Who should read?
This article is aiming for programmers like myself, who is curious enough to find out how MapReduce works and wanted to try it out myself, but yet, a lazy guy who don’t want to build a Hadoop cluster by hand.
In this article I am using Python and Hadoop streaming API for the sake of simplicity, Hadoop is written in Java (don’t be scared), and there is a way to write mappers and reducers in Python, which data is passed in and out via STDIN and STDOUT, for more information please have a quick read on this link http://www.michael-noll.com/tutorials/writing-an-hadoop-mapreduce-program-in-python/ BTW, all codes and sample data used in this article are also borrowed from that link.
Quick intro to MapReduce and Hadoop
MapReduce is indeed kind of simple concept, it basically reads big input by small chunks and gradually compute the result one by one.
eg. Hadoop is the software I use in this demo, let’s say you have big files contains big data, the system will chop the files into chunks, it feeds the chunks into map tasks, then in turn spits out mapped data to reducer to compute the results. Clear as mud? Great, read on.
Lets say you have a data file like this, imagine there are million lines of it.
foo 1 foo 1 quux 1 labs 1 foo 1 bar 1 quux 1 ...
And you want to count the occurrence to become:
foo 3 quux 2 labs 1
To begin with, typically you store the data file onto a location, Hadoop has a file system called “HDFS”, so you store that file on HDFS, when your job starts, it split the file(s) into chucks, typically separated by line breaks, eg, a chunk might contains 400 lines.
Then it will feed into the “mapper”, in this example, via STDIN. A mapper is a piece of code that does most of the logic, ultimately spits out a key and value. Eg. ‘A,3,5,7’ and you only interested in the first and third character, in this case, ‘A’ and ‘5’, so your mapper will split the line by comma, get the values then output ‘A<tab>5’. So Hadoop knows the key is ‘A’ and value is ‘5’
IMPORTANT: results spitted out from mapper doesn’t not immediately end up in reducer, there is a layer that sort the key-value pairs then feed into reducer instances. In other words, the mapper instances processed all data, before feeding into reducers. Also for your piece of mind, Hadoop makes sure the data passed to each reducer instance via STDIN have the keys in sequential order.
Eg.
foo\t1 foo\t1 foo\t1 labs\t1
So that in your reducer logic, when you loop through the lines of STDIN, you can simply checks that if key is changed, you can safely reset the counter without worrying about previous key showing up again.
eg.
key = None counter = 0 for line in sys.stdin: _key, _counter = line.split('\t') if not key == _key: # if key changed, then output the data of the key print '{}\t{}'.format(key, counter) counter = 0 counter += int(_counter) key = _key
Hands on, without getting hands dirty
So how do you run a MapReduce task without setting up a Hadoop cluster on your computer by hand? I am going to show you how to run a simple MapReduce task on Amazon Elastic MapReduce (EMR). What you need to do first is have an Amazon Web Services Account, put in your credit card and you are almost ready.

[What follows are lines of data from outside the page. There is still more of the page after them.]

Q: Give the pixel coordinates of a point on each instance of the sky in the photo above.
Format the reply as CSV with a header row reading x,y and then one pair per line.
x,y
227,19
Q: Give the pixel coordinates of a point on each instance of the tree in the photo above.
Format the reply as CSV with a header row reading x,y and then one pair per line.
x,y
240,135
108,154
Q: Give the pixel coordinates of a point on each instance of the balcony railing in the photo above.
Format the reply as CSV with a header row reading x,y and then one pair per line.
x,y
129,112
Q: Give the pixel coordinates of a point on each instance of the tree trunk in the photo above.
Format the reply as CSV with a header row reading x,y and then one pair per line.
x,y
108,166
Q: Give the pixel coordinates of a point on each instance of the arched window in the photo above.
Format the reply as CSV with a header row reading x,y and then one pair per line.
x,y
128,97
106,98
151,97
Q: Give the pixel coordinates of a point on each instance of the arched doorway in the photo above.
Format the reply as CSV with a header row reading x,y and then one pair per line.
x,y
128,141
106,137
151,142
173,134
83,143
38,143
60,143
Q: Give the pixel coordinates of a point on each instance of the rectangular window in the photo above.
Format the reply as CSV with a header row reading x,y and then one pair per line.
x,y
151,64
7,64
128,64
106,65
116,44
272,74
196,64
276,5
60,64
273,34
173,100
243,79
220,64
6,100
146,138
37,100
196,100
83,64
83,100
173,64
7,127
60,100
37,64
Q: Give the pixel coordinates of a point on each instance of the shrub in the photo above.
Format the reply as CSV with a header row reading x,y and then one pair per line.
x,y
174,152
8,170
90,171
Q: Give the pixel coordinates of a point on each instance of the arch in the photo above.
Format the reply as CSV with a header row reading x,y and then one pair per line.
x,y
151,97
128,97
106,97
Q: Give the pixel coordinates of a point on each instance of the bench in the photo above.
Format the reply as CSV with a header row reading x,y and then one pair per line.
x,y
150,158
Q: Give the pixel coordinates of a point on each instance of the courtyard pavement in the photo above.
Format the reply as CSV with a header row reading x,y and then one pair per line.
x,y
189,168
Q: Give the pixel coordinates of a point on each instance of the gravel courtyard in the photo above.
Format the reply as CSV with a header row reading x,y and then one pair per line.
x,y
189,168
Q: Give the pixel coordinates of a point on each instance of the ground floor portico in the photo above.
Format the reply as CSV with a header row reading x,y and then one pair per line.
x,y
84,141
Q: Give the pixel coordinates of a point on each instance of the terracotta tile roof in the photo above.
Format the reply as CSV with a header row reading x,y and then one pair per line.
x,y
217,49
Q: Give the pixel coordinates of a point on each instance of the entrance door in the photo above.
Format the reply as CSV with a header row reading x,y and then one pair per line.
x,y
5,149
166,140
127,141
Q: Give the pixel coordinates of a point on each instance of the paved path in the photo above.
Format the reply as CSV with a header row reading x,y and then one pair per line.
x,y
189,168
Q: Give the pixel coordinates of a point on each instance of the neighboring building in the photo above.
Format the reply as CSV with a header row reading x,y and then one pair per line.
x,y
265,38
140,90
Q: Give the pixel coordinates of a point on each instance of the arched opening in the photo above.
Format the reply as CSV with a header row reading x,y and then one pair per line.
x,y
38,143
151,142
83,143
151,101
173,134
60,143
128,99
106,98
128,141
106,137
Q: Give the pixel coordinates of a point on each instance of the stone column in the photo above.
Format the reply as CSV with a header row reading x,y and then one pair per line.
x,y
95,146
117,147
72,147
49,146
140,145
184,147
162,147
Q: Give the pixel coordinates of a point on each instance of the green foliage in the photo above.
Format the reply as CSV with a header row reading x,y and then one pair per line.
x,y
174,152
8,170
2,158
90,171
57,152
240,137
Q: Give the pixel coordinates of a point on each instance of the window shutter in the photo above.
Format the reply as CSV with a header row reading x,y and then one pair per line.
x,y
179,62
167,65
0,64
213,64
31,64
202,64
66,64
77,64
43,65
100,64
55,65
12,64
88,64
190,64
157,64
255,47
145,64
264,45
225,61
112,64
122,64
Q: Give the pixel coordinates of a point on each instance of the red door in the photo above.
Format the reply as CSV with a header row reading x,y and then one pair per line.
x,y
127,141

Remember I mentioned about storing the data file on Hadoop filesystem (HDFS)? EMR actually reads data from and save output to S3 bucket, so go here https://console.aws.amazon.com/s3/ to create yourself a bucket.
Upload files
First download the files, unzip it and upload to S3 bucket like this:
Create EMR cluster
Then create the EMR cluster here http://console.aws.amazon.com/elasticmapreduce/home
- I chose “Core Hadoop” as that’s the only thing I needed
- I chose to use the cheapest instance types (m1.medium) to save money.

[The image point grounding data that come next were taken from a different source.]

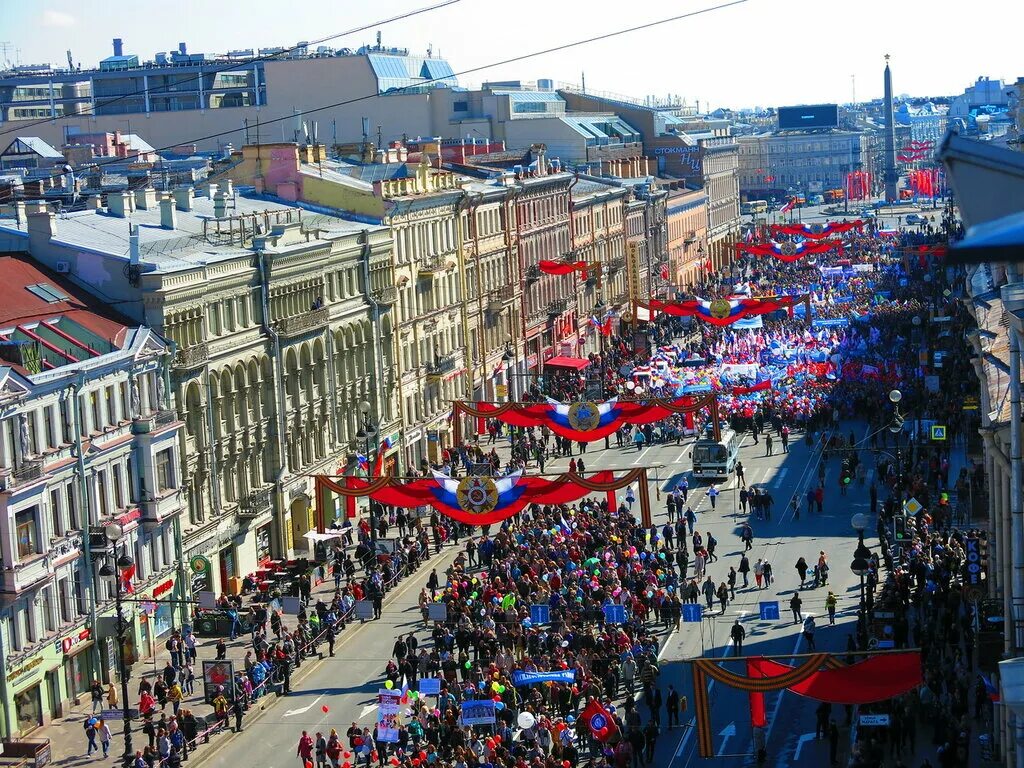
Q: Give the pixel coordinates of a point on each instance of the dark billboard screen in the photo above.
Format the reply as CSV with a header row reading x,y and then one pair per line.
x,y
809,116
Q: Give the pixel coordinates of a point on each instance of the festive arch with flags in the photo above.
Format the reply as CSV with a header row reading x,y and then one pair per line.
x,y
480,500
820,676
584,422
790,251
726,311
816,230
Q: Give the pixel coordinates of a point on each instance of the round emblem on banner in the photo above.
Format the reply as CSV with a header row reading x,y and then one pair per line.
x,y
720,308
477,494
584,416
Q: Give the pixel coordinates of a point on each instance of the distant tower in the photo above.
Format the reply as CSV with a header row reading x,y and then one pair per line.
x,y
890,176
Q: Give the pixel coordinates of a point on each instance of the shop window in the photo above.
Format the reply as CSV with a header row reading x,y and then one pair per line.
x,y
28,532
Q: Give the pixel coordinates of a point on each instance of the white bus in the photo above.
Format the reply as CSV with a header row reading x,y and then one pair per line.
x,y
716,459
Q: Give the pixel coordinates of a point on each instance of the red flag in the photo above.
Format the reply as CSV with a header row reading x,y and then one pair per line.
x,y
126,576
601,724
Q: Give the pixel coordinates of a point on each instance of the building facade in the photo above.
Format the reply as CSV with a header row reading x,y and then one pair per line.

- EC2 Key pair just choose ‘not needed’, as we are not going to ssh to the instances.
- I left it default to 3 instances
Wait for the cluster to be created, usually takes about 10 minutes. Then you will see this screen:
Add Step
Click on “Add step”, and configure your new step
It’s worth mentioning that:
- the input location can point to a file, a folder, and wildcard.

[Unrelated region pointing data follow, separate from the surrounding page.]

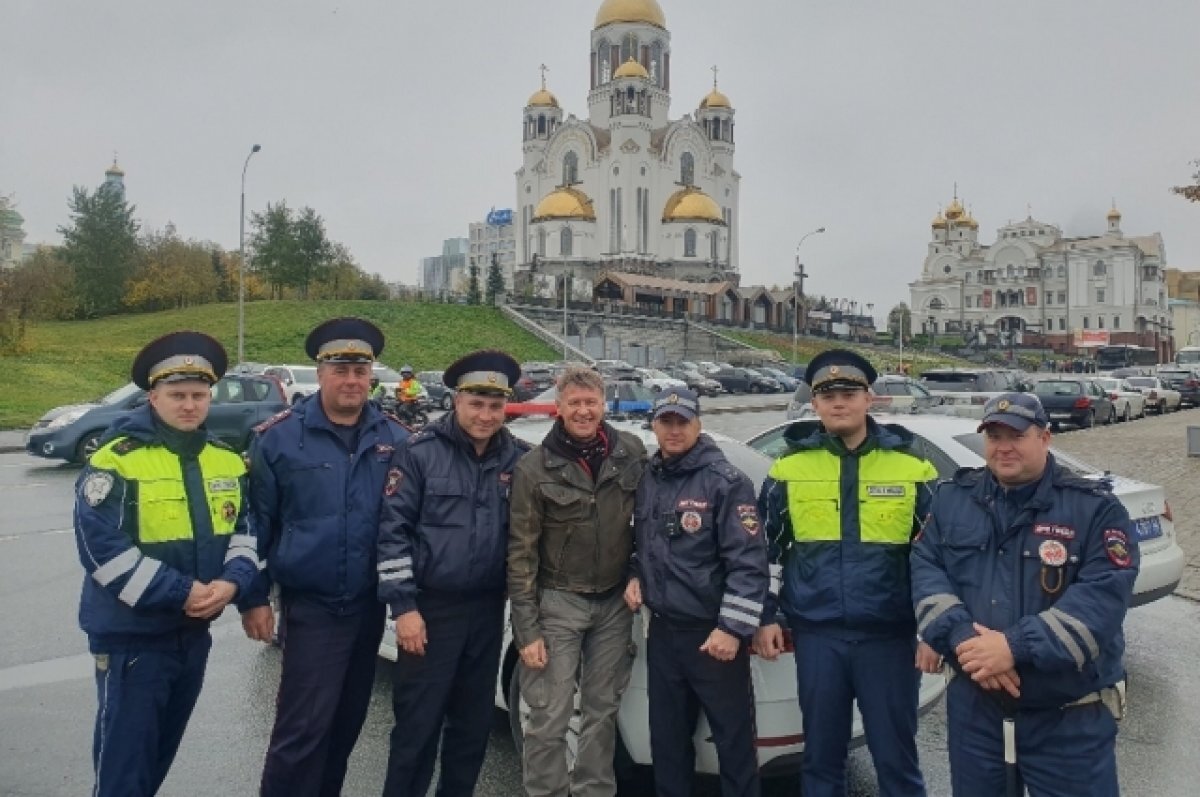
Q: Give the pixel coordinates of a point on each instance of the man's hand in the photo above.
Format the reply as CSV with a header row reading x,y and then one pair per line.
x,y
721,645
411,633
210,606
987,655
634,594
768,641
258,623
534,654
928,659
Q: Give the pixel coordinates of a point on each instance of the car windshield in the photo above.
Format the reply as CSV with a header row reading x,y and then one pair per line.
x,y
1057,388
120,394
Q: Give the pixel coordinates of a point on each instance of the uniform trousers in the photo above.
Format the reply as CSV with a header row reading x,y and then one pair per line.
x,y
682,679
145,697
448,694
1060,751
328,672
880,673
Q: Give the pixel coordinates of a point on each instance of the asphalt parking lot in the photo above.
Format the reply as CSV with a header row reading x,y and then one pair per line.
x,y
47,696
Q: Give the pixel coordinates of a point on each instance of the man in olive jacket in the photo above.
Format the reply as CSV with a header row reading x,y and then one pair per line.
x,y
569,547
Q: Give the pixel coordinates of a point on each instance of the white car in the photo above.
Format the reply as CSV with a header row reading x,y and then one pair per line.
x,y
658,381
952,443
1159,397
1128,402
780,741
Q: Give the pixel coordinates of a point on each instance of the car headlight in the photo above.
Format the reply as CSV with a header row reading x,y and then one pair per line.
x,y
67,418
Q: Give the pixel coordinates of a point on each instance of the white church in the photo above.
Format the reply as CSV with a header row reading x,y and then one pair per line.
x,y
625,189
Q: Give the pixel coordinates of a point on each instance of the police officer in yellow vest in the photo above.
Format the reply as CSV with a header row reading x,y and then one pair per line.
x,y
161,531
841,508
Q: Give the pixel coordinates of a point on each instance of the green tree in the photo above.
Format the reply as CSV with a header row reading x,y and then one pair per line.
x,y
495,280
473,295
101,245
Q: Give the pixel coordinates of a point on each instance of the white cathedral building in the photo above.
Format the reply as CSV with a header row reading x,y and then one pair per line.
x,y
627,189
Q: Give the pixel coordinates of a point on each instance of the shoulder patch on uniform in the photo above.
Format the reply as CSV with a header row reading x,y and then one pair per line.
x,y
1116,545
273,420
96,486
127,444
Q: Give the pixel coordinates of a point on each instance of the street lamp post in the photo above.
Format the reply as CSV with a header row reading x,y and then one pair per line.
x,y
241,262
799,293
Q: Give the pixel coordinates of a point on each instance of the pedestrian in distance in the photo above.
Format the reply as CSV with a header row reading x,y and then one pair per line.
x,y
700,568
569,547
443,543
841,509
1021,579
317,479
160,521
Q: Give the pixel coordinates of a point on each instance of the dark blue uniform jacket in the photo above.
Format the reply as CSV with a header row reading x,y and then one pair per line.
x,y
445,516
700,552
316,504
970,567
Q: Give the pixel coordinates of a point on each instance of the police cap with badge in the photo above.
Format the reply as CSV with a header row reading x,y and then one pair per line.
x,y
487,372
1018,411
839,370
681,401
179,357
345,340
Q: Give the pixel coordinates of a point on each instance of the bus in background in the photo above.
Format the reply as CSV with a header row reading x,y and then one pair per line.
x,y
1109,358
1188,358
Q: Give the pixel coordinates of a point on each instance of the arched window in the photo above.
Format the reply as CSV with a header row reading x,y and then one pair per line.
x,y
687,169
570,168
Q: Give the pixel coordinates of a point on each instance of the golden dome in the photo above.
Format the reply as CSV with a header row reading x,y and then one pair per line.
x,y
565,203
645,11
543,99
693,204
715,100
631,69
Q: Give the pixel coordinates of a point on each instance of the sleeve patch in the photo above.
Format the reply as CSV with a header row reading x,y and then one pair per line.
x,y
1116,545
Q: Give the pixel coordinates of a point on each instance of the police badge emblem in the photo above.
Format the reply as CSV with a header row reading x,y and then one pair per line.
x,y
96,487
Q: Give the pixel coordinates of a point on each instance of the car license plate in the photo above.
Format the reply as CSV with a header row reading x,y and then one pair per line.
x,y
1149,528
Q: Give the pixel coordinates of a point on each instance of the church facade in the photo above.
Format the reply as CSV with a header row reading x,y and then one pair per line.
x,y
625,187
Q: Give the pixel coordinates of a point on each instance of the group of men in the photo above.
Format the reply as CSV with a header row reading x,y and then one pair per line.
x,y
1017,575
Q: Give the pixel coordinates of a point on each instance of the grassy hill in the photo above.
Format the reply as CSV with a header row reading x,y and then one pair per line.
x,y
67,361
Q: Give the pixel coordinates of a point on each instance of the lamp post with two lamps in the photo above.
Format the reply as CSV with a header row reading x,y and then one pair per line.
x,y
797,298
241,262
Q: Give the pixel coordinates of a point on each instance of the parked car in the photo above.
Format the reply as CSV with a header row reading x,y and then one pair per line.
x,y
952,443
965,391
780,738
1182,379
658,381
1078,401
1159,397
298,381
239,403
438,394
1126,399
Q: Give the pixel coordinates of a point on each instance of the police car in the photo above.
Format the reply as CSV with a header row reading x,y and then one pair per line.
x,y
952,443
780,739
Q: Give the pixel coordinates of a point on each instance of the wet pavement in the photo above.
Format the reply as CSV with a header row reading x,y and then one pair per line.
x,y
47,695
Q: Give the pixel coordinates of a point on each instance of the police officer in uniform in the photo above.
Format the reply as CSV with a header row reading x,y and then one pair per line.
x,y
700,567
1021,577
840,510
161,526
443,543
317,477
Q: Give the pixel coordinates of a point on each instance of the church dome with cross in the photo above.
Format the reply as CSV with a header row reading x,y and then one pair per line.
x,y
615,183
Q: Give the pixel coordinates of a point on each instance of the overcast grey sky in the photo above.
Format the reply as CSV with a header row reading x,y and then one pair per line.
x,y
400,121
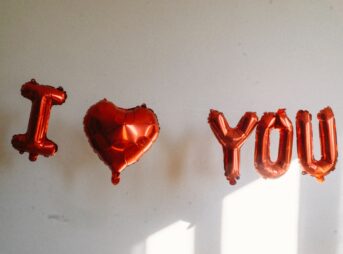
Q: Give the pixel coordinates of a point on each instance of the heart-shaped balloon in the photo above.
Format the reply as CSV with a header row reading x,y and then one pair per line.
x,y
120,136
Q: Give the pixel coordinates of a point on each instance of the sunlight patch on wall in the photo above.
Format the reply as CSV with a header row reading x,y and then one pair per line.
x,y
262,217
176,238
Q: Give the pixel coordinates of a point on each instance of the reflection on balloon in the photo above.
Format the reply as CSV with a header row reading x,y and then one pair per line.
x,y
263,163
120,136
328,143
232,139
34,141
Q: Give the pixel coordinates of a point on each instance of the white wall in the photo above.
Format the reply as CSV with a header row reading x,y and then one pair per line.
x,y
181,58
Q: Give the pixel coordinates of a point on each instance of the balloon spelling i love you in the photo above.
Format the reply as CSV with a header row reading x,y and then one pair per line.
x,y
120,136
34,141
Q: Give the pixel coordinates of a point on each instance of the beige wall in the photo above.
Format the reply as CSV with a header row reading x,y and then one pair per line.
x,y
181,58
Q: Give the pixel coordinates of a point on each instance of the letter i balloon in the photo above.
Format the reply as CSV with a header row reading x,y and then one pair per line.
x,y
34,141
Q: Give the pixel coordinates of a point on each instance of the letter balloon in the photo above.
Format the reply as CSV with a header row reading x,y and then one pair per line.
x,y
328,143
232,139
263,163
34,141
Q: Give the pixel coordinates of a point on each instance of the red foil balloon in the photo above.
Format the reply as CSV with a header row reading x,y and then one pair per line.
x,y
120,136
34,141
232,139
328,143
263,163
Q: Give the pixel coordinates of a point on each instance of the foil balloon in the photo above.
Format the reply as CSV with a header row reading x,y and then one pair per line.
x,y
34,141
232,140
263,163
328,143
120,136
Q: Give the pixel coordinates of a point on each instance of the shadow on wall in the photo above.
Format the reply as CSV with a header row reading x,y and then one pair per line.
x,y
319,211
178,185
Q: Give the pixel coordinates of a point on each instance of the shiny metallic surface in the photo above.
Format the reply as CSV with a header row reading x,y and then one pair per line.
x,y
120,136
328,143
263,163
232,139
34,141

- the output location should point to a folder that don’t exists, otherwise Hadoop will throw error, for the reason being don’t want to overwrite any data. In this case ‘output’ directory doesn’t exist, and Hadoop will create that folder.
Click on “Add”
Wait For Task To Run
Task Completed
Let’s Checkout The Output
As we can see, it created 3 data files, which was a result of 3 instances we created. If I open one of them, I can see this inside the file:
bar 1 foo 3
Another file:
quux 2
Finish
So there you have it, don’t forget to terminate the cluster or you will end up receiving a big bill from Amazon.